Search code examples
rrcpp

vectorised comparison of strings to single value in Rcpp


The == operator in Rcpp works as expected when comparing numeric vectors against a single value. I.e. each element of the vector is compared to the value and a logical vector is returned. For example, consider the following which behaves as expected:

library(Rcpp)
cppFunction('
CharacterVector test_vals(NumericVector x) {
  if (is_true(any(x == 3))) return ("Values include 3");
  return ("3 not found");
}')
test_vals(1:2)
# [1] "3 not found"
test_vals(1:5)
# [1] "Values include 3"

However, if I try to compare a character vector against a character scalar, it only seems to test the first element of the vector:

cppFunction('
CharacterVector test_names(NumericVector x) {
  CharacterVector y = x.attr("names");
  if (is_true(any(y == CharacterVector::create("foo")))) return ("Names include foo");
  return ("foo not found");
}')
test_names(c(a=1, b=2, foo=3))
# [1] "foo not found"
test_names(c(foo=3, a=1, b=2))
# [1] "Names include foo"

I know that comparing two character vectors of the same length appears to work in a vectorised manner, as expected:

cppFunction('
CharacterVector test_names(NumericVector x) {
  CharacterVector y = x.attr("names");
  CharacterVector foo(x.size());
  foo.fill("foo");
  if (is_true(any(y == foo))) return ("Names include foo");
  return ("foo not found");
}')
test_names(c(a=1, b=2, foo=3))
# [1] "Names include foo"
test_names(c(foo=3, a=1, b=2))
# [1] "Names include foo"
test_names(c(a=1, b=2))
# [1] "foo not found"

Does this mean that comparisons of character vectors against a single value has not been implemented in Rcpp, or am I just missing how to do it?


Solution

  • Following up on our quick discussion, here is a very simple solution as the problem (as posed) is simple -- no regular expression, no fancyness.
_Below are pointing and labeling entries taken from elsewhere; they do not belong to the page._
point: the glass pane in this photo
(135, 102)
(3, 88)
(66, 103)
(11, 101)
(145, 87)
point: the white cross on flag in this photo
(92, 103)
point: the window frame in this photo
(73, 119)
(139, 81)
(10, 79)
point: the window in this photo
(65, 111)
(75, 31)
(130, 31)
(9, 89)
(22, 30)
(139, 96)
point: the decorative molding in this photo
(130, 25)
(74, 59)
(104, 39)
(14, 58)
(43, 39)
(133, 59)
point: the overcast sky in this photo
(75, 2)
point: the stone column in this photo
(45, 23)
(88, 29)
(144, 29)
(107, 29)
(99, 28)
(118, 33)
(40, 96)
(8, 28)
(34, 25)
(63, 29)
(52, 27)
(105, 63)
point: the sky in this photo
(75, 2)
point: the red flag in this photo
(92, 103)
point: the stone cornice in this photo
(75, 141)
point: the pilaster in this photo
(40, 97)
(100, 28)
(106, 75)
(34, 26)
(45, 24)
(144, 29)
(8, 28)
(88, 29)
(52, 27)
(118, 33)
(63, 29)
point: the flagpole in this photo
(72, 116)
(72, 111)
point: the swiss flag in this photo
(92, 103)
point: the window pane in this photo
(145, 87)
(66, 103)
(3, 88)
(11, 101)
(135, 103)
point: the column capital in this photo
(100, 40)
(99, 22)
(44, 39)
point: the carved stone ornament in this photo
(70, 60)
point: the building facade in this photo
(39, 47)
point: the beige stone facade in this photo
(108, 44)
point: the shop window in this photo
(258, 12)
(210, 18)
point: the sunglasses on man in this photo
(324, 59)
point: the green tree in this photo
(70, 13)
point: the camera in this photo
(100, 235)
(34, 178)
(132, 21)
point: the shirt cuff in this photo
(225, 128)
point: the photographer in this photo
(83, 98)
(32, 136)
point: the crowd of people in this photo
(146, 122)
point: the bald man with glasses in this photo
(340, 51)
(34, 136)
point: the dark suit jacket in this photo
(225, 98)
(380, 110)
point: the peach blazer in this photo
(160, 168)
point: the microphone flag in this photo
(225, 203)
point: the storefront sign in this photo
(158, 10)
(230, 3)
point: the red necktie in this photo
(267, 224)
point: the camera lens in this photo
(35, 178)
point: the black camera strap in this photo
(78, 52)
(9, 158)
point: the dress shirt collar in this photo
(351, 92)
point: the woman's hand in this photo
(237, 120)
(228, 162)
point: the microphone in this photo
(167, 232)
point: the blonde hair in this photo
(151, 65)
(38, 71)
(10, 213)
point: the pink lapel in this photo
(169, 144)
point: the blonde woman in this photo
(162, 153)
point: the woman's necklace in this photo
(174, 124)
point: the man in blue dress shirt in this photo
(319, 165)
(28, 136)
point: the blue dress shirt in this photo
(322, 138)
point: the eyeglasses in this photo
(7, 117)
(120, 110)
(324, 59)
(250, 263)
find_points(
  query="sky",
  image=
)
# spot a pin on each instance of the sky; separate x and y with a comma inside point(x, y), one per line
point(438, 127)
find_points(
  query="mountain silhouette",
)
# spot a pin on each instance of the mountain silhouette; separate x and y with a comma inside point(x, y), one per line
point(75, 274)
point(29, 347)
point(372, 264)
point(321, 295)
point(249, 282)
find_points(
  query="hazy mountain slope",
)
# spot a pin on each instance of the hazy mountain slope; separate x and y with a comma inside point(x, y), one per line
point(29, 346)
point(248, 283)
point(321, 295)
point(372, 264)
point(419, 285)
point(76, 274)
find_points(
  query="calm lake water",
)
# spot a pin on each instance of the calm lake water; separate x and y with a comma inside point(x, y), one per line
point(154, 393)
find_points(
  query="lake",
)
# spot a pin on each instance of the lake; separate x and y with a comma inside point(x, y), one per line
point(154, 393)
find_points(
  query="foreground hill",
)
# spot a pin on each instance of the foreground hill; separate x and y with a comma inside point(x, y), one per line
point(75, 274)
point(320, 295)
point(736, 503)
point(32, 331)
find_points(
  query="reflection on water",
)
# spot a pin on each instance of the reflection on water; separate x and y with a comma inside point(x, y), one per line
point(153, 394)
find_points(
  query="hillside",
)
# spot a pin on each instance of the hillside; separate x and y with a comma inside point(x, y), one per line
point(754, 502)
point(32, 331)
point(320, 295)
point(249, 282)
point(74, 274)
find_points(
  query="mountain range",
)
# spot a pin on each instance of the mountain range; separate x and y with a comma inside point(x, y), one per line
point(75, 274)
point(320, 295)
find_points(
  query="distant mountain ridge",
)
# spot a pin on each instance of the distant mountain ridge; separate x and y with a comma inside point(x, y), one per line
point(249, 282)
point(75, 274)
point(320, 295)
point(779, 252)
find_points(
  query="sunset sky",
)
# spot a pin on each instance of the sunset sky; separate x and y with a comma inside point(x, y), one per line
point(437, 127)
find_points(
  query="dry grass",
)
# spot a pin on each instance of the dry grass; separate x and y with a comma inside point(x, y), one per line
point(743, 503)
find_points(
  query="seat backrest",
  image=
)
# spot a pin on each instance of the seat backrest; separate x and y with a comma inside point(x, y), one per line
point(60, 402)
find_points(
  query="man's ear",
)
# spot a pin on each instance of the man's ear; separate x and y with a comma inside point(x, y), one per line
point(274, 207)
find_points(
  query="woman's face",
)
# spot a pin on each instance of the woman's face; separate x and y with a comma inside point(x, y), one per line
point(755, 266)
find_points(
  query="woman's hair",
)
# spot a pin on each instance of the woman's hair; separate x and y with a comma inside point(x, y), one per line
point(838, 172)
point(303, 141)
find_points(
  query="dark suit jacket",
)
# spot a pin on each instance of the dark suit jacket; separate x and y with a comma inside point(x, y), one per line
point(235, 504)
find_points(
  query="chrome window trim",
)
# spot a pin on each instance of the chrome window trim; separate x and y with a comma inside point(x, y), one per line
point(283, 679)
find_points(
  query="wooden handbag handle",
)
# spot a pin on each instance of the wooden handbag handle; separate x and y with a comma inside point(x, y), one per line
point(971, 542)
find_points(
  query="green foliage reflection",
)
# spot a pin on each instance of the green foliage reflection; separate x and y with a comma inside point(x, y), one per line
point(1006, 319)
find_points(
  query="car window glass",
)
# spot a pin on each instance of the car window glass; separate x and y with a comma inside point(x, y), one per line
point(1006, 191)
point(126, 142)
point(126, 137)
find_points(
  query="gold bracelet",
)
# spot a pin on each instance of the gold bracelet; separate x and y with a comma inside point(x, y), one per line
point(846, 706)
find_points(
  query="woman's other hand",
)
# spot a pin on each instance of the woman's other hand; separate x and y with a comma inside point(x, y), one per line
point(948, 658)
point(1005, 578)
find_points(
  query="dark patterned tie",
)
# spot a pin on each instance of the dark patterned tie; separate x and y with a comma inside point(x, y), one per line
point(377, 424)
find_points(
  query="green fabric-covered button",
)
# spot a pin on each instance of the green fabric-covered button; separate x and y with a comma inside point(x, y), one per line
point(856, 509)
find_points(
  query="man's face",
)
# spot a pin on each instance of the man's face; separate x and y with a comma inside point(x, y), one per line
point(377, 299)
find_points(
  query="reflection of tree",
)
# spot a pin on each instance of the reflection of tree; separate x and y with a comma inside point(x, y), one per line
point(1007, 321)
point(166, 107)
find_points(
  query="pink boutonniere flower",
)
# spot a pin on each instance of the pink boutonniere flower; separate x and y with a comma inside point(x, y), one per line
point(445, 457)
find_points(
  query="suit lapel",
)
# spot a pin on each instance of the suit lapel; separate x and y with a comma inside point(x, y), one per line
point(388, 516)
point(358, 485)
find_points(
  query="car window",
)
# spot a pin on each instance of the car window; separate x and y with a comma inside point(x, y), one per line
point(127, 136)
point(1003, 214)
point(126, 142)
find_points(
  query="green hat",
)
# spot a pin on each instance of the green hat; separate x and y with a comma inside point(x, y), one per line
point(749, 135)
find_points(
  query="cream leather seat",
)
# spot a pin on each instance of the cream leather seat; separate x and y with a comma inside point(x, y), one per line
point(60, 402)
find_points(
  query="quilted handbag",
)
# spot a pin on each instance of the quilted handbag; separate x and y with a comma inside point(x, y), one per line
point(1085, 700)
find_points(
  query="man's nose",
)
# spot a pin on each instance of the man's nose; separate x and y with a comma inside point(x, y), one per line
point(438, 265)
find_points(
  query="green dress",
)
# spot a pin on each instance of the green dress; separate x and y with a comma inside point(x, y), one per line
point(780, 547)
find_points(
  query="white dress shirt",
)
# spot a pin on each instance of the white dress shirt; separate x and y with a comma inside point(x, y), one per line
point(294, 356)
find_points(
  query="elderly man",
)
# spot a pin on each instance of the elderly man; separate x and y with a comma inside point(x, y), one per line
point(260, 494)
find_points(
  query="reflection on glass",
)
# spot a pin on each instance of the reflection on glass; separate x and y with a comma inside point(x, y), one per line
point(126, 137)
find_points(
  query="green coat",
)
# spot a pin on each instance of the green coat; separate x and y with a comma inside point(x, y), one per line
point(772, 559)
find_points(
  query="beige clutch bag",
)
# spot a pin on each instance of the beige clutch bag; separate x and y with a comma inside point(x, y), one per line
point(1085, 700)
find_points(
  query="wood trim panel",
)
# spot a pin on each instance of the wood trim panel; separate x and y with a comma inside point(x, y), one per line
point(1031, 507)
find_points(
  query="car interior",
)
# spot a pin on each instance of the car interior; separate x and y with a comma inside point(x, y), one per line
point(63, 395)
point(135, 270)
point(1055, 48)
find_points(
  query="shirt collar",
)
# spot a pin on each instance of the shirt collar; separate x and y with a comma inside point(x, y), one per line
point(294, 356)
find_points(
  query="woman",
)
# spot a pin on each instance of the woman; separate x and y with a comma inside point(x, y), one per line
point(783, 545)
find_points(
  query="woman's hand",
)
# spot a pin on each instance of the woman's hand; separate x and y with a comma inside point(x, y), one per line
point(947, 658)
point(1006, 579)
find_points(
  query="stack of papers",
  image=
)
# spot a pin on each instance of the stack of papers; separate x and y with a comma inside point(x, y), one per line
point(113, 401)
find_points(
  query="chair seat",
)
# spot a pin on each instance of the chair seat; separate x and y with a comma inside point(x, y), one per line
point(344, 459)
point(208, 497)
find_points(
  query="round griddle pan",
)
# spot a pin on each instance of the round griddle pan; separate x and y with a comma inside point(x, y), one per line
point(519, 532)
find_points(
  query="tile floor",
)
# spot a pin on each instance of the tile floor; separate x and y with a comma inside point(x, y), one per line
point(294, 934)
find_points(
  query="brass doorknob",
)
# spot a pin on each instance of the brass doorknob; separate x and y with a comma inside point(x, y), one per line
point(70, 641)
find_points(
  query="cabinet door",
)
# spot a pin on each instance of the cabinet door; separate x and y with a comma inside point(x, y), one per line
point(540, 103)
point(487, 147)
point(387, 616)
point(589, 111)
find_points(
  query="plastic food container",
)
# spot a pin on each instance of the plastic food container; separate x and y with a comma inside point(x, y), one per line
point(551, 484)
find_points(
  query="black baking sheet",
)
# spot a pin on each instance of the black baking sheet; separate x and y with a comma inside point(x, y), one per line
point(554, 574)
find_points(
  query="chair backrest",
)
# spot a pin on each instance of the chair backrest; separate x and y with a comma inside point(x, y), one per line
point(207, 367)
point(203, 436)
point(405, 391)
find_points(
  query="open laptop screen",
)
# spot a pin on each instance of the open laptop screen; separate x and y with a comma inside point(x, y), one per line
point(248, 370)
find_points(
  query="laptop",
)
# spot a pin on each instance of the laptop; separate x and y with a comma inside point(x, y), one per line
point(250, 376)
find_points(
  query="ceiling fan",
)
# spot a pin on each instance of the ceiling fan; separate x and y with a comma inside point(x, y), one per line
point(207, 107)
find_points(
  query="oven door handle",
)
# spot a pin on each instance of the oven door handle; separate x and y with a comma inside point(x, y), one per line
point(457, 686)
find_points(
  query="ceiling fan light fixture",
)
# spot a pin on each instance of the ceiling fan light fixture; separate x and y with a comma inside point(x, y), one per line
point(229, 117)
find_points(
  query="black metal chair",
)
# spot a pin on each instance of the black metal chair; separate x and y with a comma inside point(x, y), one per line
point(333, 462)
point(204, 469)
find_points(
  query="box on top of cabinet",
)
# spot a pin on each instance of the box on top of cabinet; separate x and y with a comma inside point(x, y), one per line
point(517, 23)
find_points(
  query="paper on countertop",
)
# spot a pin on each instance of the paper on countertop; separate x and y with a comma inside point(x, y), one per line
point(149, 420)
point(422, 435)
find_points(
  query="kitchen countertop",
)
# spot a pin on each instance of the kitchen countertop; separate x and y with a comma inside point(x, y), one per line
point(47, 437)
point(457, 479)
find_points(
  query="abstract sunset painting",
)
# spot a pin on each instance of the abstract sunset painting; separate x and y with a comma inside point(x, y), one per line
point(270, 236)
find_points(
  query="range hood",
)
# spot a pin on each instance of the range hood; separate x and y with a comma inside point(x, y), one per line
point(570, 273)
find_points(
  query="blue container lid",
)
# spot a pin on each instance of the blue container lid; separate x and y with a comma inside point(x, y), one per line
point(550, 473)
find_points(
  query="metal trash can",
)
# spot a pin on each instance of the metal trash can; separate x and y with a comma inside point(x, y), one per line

Just loop over all elements and return as soon as match is found, else bail with false.

    Code

    #include <Rcpp.h>
    
    // [[Rcpp::export]]
    bool contains(std::vector<std::string> sv, std::string txt) {
        for (auto s: sv) {
            if (s == txt) return true;
        }
        return false;
    }
    
    /*** R
    sv <- c("a", "b", "c")
    contains(sv, "foo")
    sv[2] <- "foo"
    contains(sv, "foo")
    */
    

    Demo

    > Rcpp::sourceCpp("~/git/stackoverflow/66895973/answer.cpp")
    
    > sv <- c("a", "b", "c")
    
    > contains(sv, "foo")
    [1] FALSE
    
    > sv[2] <- "foo"
    
    > contains(sv, "foo")
    [1] TRUE
    > 
    

    And that is really just shooting from the hip before looking for either what we may already have in the (roughly) 100k lines of Rcpp, or what the STL may have...

    The same will work for your earlier example of named attributes as you can the same, of course, with a CharacterVector, and/or use the conversion from it to std::vector<std::string> we used here, or... If you have an older compiler, switch the for from C++11 style to K+R style.